The would-be terrorist now known as the “Underwear Bomber” is claiming that a federal prison in Colorado is violating his constitutional rights.
In a lawsuit filed last week, Umar Farouk Abdulmutallah claimed to be the victim of discrimination and psychological abuse.
The failed terrorist said facilities at Florence Supermax in Colorado were forcing him to eat food forbidden by the Muslim faith. Moreover, Abdulmutallab claimed, he was facing harassment from a group of white supremacists and being prevented from corresponding with his family.
“Prison walls do not form a barrier separating prison inmates from the protections of the United States Constitution,” read the 73-page lawsuit filed by Abdulmutallab, a native of Nigeria sentenced to four life terms in federal prison.
The prisoner claims that white supremacist guards and prisoners alike have abused him, shouting profanities directed at his Muslim faith. Some corrections officers, Abdulmutallab says, went so far as to show him ‘pornographic magazines’ during designated prayer times and defiled his Qu’ran and prayer rug.
Other complaints include an inability to participate in group prayers and the lack of an imam on staff at Florence.
On Christmas Day in 2009, Abdulmutallab unsuccessfully attempted to detonate explosives which had been hidden in his underwear. Other passengers on Northwestern Airlines Flight 253, flying from Amsterdam to Detroit, heard a popping noise and saw smoke and flames emanating from Abdulmutallab’s pants.
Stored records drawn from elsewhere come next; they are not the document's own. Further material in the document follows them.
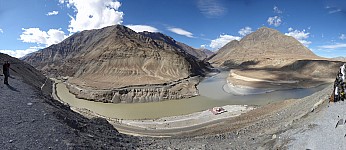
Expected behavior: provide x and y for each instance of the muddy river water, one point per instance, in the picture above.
(212, 93)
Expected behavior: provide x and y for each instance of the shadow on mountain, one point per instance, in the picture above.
(12, 88)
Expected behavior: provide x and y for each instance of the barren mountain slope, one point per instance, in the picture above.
(114, 57)
(265, 47)
(201, 55)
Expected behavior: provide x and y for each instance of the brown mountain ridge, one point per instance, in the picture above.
(117, 59)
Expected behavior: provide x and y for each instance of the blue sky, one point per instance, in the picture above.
(29, 25)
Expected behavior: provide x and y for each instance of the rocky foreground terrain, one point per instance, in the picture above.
(116, 64)
(33, 120)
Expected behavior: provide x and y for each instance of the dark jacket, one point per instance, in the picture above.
(6, 69)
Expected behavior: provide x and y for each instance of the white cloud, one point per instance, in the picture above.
(334, 46)
(222, 40)
(334, 11)
(93, 14)
(290, 29)
(181, 32)
(277, 10)
(141, 28)
(301, 36)
(35, 35)
(52, 13)
(20, 53)
(211, 8)
(245, 31)
(276, 21)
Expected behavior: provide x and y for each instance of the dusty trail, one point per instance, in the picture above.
(30, 120)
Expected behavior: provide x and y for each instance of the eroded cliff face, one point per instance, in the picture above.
(115, 57)
(183, 88)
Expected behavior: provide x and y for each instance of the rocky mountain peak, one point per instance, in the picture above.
(263, 44)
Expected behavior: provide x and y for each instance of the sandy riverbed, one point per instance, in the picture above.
(189, 120)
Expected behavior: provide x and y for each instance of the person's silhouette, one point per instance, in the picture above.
(6, 71)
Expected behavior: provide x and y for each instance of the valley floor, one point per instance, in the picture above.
(33, 121)
(30, 120)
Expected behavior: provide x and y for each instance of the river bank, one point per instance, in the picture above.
(187, 120)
A man from the Netherlands quickly tackled the would-be terrorist, as flight crew and passengers scurried to put out a small fire affecting part of the plane’s wall.
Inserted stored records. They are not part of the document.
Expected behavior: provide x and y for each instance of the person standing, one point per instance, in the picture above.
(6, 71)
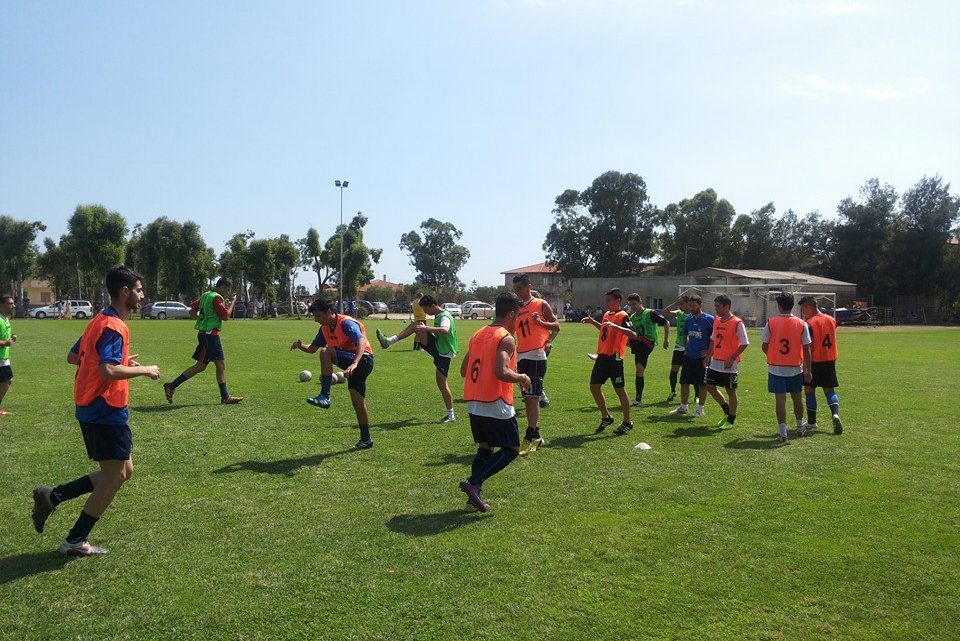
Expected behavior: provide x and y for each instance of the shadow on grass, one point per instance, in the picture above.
(286, 467)
(452, 459)
(18, 566)
(431, 524)
(162, 408)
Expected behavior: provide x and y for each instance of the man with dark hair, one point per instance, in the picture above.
(535, 324)
(345, 344)
(823, 367)
(439, 341)
(101, 392)
(786, 342)
(489, 372)
(698, 327)
(210, 313)
(615, 331)
(727, 343)
(7, 339)
(644, 322)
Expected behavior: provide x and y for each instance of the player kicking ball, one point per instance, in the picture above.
(823, 369)
(728, 342)
(439, 341)
(345, 344)
(489, 371)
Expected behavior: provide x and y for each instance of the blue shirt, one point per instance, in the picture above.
(109, 350)
(698, 330)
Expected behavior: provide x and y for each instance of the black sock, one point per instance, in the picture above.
(81, 529)
(479, 461)
(71, 490)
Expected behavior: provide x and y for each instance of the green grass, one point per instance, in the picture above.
(257, 522)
Nobody was seriously injured.
Now in prison, Abdulmutallah said he’s gone on hunger strike to protest the conditions in which he’s being kept. He alleges that prison officials have force-fed him non-halal meals and is being punished with ‘special administrative measures’ preventing him from communicating with “more than 7.5 billion people, the vast majority of people on the planet,” according to the suit.
Abdulmutallab’s attorneys are seeking relief for their client, who spends most of his time housed in solitary confinement. They’re asking that he be allowed to take part in group prayers, which would be led by an imam.
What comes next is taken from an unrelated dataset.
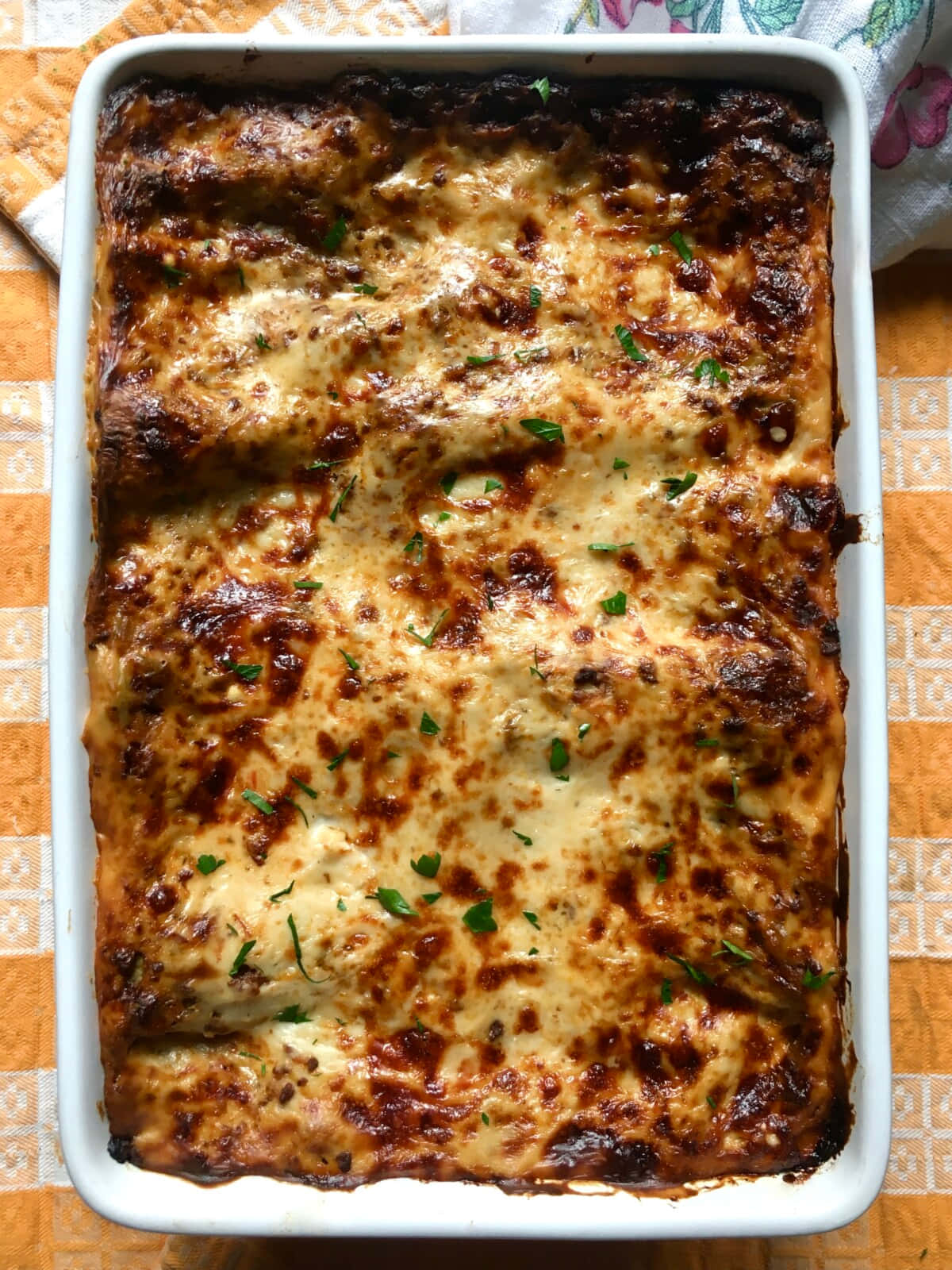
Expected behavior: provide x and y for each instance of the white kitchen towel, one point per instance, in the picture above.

“Prisoners retain fundamental constitutional rights to communicate with others and have family relationships free from undue interference by the government,” said Abdulmutallab’s lawyer, Boulder-based Gail Johnson. “The restrictions imposed on our client are excessive and unnecessary, and therefore we seek the intervention of the federal court.”
Abdulmutallab told the government during his trial that he was educated in Europe and had ties to Anwar al-Awlaki, a radical Islamic cleric brought up in the United States. He claims to trained with al-Qaeda in Yemen.